Il Papa ha incoraggiato un gruppo di studenti internazionali di 36 paesi dei cinque continenti, ricevuti in udienza, a cogliere il periodo di studio all’estero come «un’occasione di crescita umana e culturale», imparando a «guardare il mondo da un’altra prospettiva» e aprendosi «senza paura all’altro e al diverso», ma al tempo stesso ha esortato la società «ad offrire alle nuove generazioni valide opportunità occupazionali, evitando la cosiddetta “fuga di cervelli”».
«Alla concezione moderna dell’intellettuale, impegnato nella realizzazione di se stesso e in cerca di riconoscimenti personali, spesso senza tener conto del prossimo», ha detto Francesco ai centocinquanta partecipanti a un congresso mondiale di pastorale degli studenti internazionali promosso dal 28 novembre al 2 dicembre dal Pontificio Consiglio per i Migranti e gli Itineranti, «è necessario contrapporre un modello più solidale, che si adoperi per il bene comune e per la pace. Solo così il mondo intellettuale diventa capace di costruire una società più sana. Chi ha il dono di poter studiare ha anche una responsabilità di servizio per il bene dell’umanità. Il sapere è una via privilegiata per lo sviluppo integrale della società; e l’essere studenti in un Paese diverso dal proprio, in un altro orizzonte culturale, permette di apprendere nuove lingue, nuovi usi e costumi. Consente di guardare il mondo da un’altra prospettiva e di aprirsi senza paura all’altro e al diverso. Questo porta gli studenti, e chi li accoglie, a diventare più tolleranti e ospitali. Aumentando le capacità relazionali, cresce la fiducia in se stessi e negli altri, gli orizzonti si espandono, la visione del futuro si amplia e nasce il desiderio di costruire insieme il bene comune».

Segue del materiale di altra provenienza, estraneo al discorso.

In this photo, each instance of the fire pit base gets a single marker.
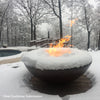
(58, 76)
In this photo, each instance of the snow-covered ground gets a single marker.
(42, 60)
(13, 85)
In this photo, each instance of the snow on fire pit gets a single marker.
(66, 66)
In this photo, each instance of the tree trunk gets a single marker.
(60, 19)
(34, 32)
(99, 42)
(7, 33)
(72, 25)
(88, 44)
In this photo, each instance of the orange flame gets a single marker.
(73, 22)
(56, 50)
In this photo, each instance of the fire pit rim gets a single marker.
(31, 61)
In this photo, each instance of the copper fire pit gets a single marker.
(43, 67)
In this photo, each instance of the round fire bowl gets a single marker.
(62, 69)
(58, 76)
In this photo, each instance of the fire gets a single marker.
(57, 49)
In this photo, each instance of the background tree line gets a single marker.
(24, 20)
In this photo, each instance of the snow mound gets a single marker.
(40, 59)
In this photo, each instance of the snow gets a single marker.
(21, 48)
(40, 59)
(11, 57)
(13, 85)
(94, 92)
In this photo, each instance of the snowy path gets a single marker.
(13, 86)
(94, 92)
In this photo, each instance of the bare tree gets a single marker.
(33, 10)
(3, 13)
(55, 6)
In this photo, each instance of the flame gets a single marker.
(56, 50)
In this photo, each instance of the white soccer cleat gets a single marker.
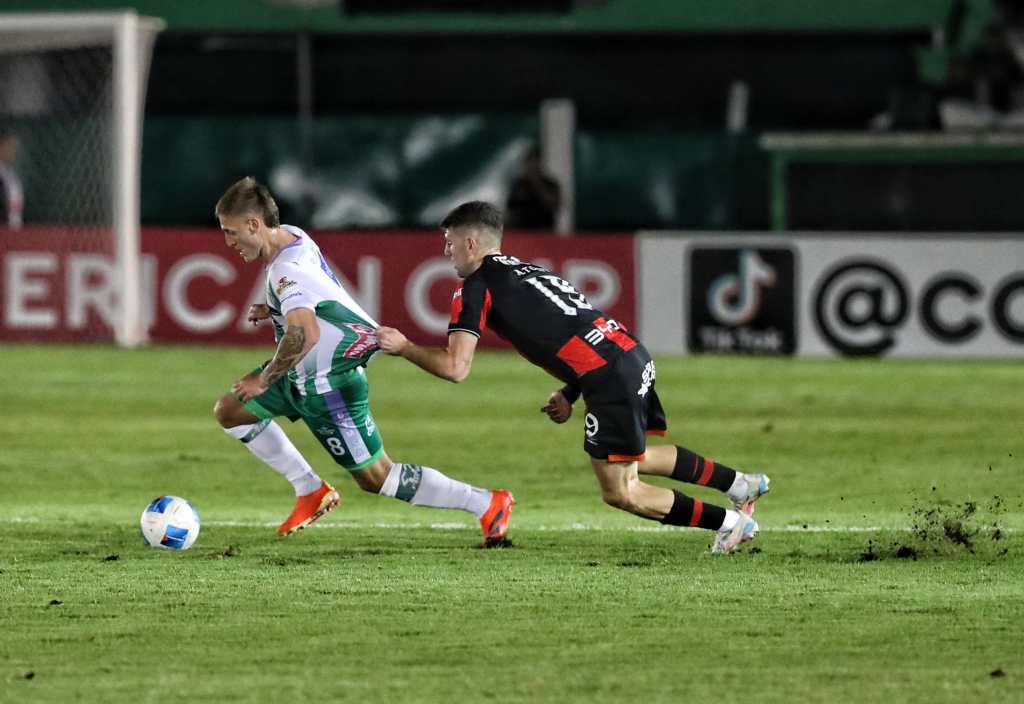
(751, 488)
(728, 540)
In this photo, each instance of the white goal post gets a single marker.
(30, 37)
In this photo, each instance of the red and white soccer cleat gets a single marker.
(496, 521)
(309, 508)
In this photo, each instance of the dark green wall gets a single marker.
(609, 16)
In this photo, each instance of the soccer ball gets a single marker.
(169, 522)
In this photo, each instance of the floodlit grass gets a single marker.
(383, 602)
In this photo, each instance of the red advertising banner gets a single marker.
(59, 286)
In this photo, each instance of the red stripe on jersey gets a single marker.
(456, 305)
(627, 457)
(709, 470)
(486, 309)
(697, 510)
(580, 356)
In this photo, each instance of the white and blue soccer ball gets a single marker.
(170, 522)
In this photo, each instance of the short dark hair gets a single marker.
(248, 196)
(475, 213)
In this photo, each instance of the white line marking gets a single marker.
(544, 528)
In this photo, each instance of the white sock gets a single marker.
(426, 486)
(731, 517)
(267, 441)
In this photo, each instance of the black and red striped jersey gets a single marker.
(544, 316)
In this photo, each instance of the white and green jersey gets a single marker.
(300, 277)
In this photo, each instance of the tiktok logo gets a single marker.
(735, 298)
(741, 300)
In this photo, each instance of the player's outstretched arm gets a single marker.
(452, 363)
(302, 333)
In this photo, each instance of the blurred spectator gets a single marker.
(11, 195)
(534, 198)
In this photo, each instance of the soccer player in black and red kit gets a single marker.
(553, 325)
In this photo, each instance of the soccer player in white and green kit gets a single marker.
(325, 340)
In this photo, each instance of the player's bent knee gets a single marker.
(617, 499)
(229, 412)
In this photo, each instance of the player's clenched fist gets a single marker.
(558, 409)
(390, 340)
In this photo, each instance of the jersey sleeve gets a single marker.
(291, 288)
(470, 307)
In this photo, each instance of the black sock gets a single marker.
(694, 513)
(693, 469)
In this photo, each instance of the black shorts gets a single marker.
(622, 407)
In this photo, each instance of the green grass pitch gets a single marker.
(384, 602)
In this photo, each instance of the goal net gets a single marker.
(72, 90)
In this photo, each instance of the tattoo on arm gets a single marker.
(289, 352)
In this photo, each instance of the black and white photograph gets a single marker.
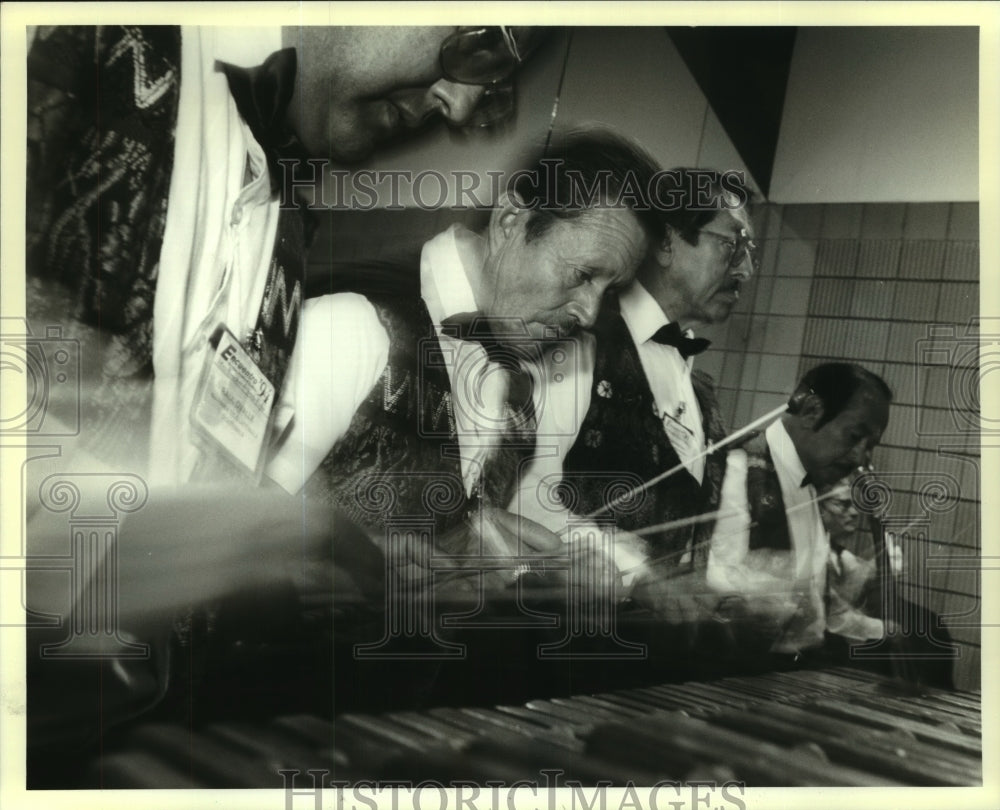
(586, 409)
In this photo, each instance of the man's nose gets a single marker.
(743, 270)
(456, 102)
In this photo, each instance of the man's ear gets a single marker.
(663, 251)
(508, 217)
(810, 410)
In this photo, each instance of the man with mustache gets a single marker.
(649, 411)
(770, 545)
(158, 205)
(402, 389)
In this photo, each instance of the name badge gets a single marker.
(233, 403)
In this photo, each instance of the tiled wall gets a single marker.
(895, 288)
(855, 282)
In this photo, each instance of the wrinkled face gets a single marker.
(840, 516)
(559, 279)
(358, 87)
(845, 443)
(698, 285)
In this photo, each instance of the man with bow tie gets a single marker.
(415, 392)
(770, 546)
(649, 411)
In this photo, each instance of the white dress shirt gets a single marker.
(787, 586)
(669, 378)
(343, 349)
(218, 237)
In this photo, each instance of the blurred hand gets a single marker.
(194, 544)
(493, 533)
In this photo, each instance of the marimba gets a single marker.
(835, 727)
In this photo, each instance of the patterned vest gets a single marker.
(768, 522)
(399, 457)
(622, 443)
(102, 115)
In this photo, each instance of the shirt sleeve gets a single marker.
(341, 352)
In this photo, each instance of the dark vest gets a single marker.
(399, 457)
(622, 443)
(768, 521)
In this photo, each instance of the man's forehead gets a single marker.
(870, 407)
(734, 220)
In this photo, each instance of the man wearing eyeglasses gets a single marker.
(156, 195)
(650, 412)
(156, 223)
(361, 87)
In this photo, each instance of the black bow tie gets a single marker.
(262, 95)
(671, 335)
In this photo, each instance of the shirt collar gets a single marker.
(643, 315)
(786, 459)
(444, 274)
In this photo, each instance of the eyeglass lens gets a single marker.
(477, 56)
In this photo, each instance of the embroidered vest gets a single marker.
(622, 443)
(399, 457)
(768, 522)
(102, 116)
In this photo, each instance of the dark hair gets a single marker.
(585, 169)
(689, 199)
(835, 384)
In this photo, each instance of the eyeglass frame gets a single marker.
(500, 85)
(742, 245)
(508, 39)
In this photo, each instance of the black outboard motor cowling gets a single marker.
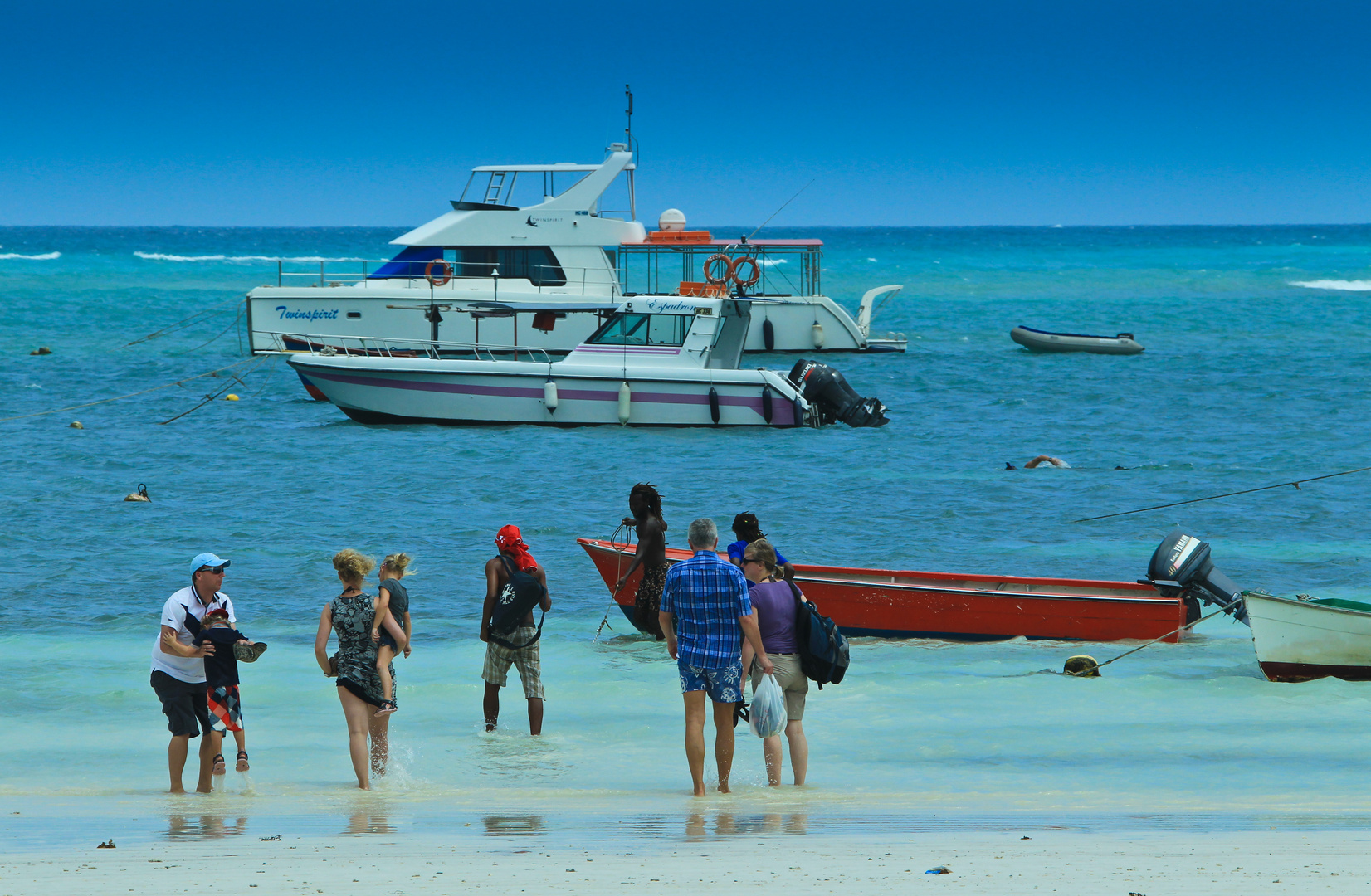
(1181, 567)
(828, 391)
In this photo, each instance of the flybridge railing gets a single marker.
(330, 345)
(561, 279)
(660, 267)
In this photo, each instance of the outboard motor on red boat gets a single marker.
(1181, 567)
(828, 391)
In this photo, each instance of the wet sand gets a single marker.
(468, 860)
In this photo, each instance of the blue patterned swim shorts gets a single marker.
(725, 685)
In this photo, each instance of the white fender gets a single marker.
(626, 397)
(868, 299)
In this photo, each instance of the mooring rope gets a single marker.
(75, 407)
(1196, 500)
(1085, 673)
(613, 597)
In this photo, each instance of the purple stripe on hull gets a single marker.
(1308, 672)
(783, 412)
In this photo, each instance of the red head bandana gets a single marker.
(510, 542)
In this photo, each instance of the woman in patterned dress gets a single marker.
(358, 683)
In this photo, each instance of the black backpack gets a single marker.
(823, 650)
(515, 601)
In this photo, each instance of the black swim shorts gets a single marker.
(184, 703)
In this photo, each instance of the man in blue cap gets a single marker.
(178, 668)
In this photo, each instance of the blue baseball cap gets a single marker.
(206, 559)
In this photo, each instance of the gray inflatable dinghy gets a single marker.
(1045, 342)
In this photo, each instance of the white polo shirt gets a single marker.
(178, 606)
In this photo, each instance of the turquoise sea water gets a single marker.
(1249, 378)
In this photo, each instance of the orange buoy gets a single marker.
(713, 262)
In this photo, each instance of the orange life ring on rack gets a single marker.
(756, 275)
(446, 275)
(729, 269)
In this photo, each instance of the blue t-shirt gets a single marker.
(735, 553)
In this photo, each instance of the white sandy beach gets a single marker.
(468, 862)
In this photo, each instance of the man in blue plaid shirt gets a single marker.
(705, 616)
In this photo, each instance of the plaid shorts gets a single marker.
(225, 710)
(498, 660)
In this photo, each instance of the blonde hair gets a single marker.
(397, 563)
(353, 565)
(763, 551)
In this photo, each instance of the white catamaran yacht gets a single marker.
(546, 275)
(654, 362)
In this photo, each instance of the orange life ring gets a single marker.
(729, 269)
(756, 275)
(441, 280)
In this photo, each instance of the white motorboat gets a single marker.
(1295, 639)
(656, 362)
(1303, 639)
(547, 275)
(1047, 342)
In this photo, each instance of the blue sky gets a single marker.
(968, 113)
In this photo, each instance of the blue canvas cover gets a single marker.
(410, 262)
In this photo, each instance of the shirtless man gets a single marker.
(500, 656)
(646, 506)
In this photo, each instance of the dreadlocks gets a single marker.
(654, 502)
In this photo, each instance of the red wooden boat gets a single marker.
(953, 606)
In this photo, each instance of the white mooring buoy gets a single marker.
(626, 397)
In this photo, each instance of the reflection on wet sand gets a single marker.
(210, 826)
(731, 824)
(369, 824)
(513, 825)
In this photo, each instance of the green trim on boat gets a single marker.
(1344, 605)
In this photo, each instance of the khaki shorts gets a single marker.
(790, 679)
(498, 660)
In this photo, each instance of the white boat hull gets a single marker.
(362, 311)
(1299, 640)
(407, 391)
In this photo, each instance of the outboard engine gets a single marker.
(1181, 567)
(828, 391)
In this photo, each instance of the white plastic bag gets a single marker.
(768, 710)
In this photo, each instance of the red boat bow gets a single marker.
(954, 606)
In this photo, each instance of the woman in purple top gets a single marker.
(773, 605)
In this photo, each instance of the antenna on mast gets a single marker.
(628, 139)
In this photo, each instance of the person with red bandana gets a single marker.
(513, 553)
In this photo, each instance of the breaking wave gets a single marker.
(1349, 285)
(162, 256)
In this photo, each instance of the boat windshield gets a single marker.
(642, 329)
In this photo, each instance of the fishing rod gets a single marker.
(780, 210)
(1196, 500)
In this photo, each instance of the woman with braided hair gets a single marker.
(646, 506)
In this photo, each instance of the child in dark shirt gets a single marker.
(391, 628)
(221, 681)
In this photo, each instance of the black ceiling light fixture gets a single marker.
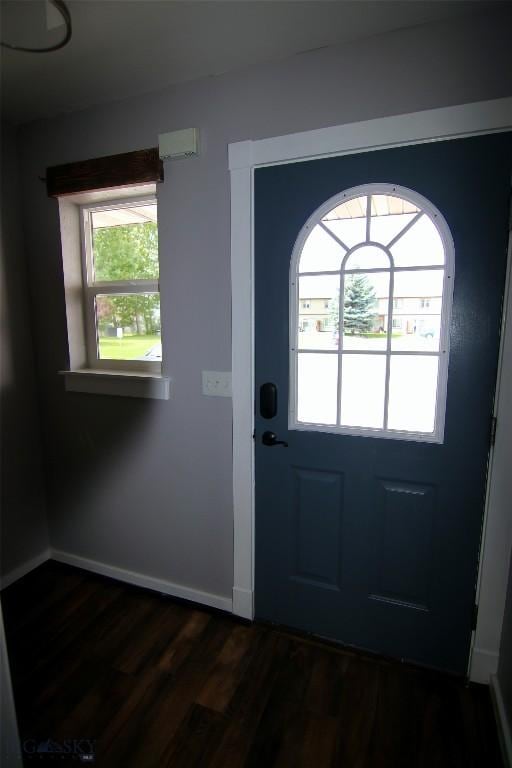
(61, 6)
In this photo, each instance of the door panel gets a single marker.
(374, 542)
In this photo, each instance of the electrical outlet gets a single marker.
(217, 383)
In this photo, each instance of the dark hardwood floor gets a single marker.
(156, 682)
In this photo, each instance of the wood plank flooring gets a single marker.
(159, 683)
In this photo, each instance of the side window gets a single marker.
(375, 267)
(121, 279)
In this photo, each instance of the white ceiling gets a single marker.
(121, 48)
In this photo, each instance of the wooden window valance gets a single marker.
(126, 170)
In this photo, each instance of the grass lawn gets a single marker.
(127, 348)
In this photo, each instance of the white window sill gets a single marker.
(119, 383)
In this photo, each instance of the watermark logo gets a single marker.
(80, 750)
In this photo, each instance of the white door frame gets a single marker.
(244, 156)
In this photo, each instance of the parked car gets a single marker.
(154, 354)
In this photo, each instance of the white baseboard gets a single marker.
(243, 603)
(149, 582)
(504, 727)
(24, 568)
(484, 664)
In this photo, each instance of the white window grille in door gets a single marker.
(374, 267)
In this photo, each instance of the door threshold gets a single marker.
(345, 649)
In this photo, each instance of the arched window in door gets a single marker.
(371, 283)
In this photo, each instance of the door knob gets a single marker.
(270, 439)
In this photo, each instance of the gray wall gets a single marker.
(146, 485)
(505, 663)
(24, 528)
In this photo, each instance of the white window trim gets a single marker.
(426, 207)
(457, 121)
(92, 288)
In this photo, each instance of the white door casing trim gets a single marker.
(244, 156)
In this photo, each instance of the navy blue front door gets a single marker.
(372, 541)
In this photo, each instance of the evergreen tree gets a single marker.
(360, 304)
(123, 253)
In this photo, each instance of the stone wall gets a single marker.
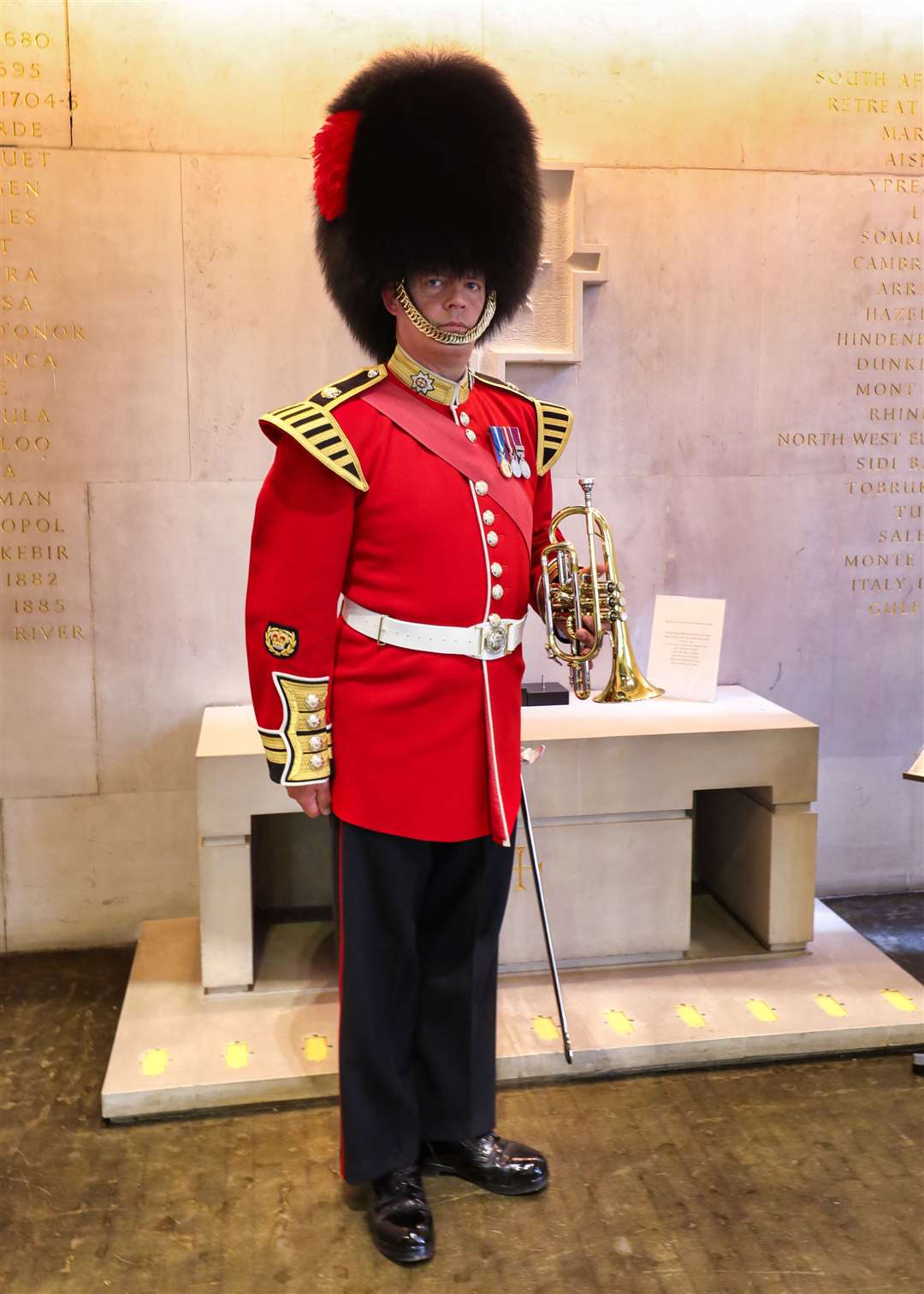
(735, 250)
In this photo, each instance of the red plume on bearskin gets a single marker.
(427, 162)
(333, 151)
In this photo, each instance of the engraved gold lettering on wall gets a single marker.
(37, 344)
(879, 349)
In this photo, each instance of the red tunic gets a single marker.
(417, 745)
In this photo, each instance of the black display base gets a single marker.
(544, 694)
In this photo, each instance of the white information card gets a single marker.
(686, 642)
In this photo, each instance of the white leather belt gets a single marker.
(489, 641)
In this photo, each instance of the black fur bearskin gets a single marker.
(444, 175)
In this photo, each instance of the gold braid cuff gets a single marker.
(438, 334)
(300, 747)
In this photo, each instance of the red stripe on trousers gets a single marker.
(340, 982)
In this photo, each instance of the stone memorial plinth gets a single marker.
(613, 801)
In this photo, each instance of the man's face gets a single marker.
(453, 303)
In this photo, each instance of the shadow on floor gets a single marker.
(894, 923)
(780, 1179)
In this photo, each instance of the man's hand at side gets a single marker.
(312, 800)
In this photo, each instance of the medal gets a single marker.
(512, 450)
(501, 452)
(525, 470)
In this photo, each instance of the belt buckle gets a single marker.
(495, 639)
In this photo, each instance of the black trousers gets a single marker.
(418, 929)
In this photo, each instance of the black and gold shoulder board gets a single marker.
(553, 424)
(312, 424)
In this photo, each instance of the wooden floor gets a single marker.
(799, 1178)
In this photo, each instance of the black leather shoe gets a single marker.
(399, 1217)
(505, 1167)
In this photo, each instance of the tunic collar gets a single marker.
(427, 383)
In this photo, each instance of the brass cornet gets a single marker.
(573, 593)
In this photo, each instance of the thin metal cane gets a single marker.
(547, 932)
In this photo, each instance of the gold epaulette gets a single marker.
(553, 424)
(312, 424)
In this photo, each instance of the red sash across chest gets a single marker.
(431, 430)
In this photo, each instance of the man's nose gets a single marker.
(456, 295)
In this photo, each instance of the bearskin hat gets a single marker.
(426, 162)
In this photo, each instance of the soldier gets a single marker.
(418, 490)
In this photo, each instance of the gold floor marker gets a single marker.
(900, 1000)
(316, 1047)
(547, 1029)
(830, 1006)
(619, 1021)
(154, 1061)
(236, 1055)
(690, 1016)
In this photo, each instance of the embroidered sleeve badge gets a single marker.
(281, 641)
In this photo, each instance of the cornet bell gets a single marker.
(575, 594)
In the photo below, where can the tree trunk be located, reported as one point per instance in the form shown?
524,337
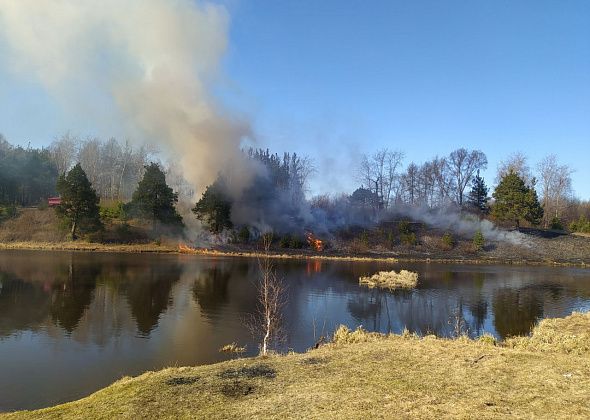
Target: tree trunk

«È importante che il periodo trascorso all’estero diventi un’occasione di crescita umana e culturale per gli studenti e sia per loro un punto di partenza per tornare nel Paese di origine a dare il loro contributo qualificato e anche con la spinta interiore a trasmettere la gioia della Buona Notizia», ha detto ancora il Papa rivolto agli insegnanti. «È necessaria un’educazione che insegni a pensare criticamente e che offra un percorso di maturazione nei valori. In questo modo, si formano giovani assetati di verità e non di potere, pronti a difendere i valori e a vivere la misericordia e la carità, pilastri fondamentali per una società più sana».
Per Jorge Mario Bergoglio, «l’arricchimento personale e culturale permette ai giovani di inserirsi più facilmente nel mondo del lavoro, assicurandosi un posto nella comunità e diventandone parte integrante. Da parte sua, la società è chiamata ad offrire alle nuove generazioni valide opportunità occupazionali, evitando la cosiddetta “fuga di cervelli”. Che qualcuno scelga liberamente di andare a specializzarsi e a lavorare all’estero – ha spiegato – è cosa buona e feconda; invece è doloroso che giovani preparati siano indotti ad abbandonare il proprio Paese perché mancano adeguate possibilità di inserimento».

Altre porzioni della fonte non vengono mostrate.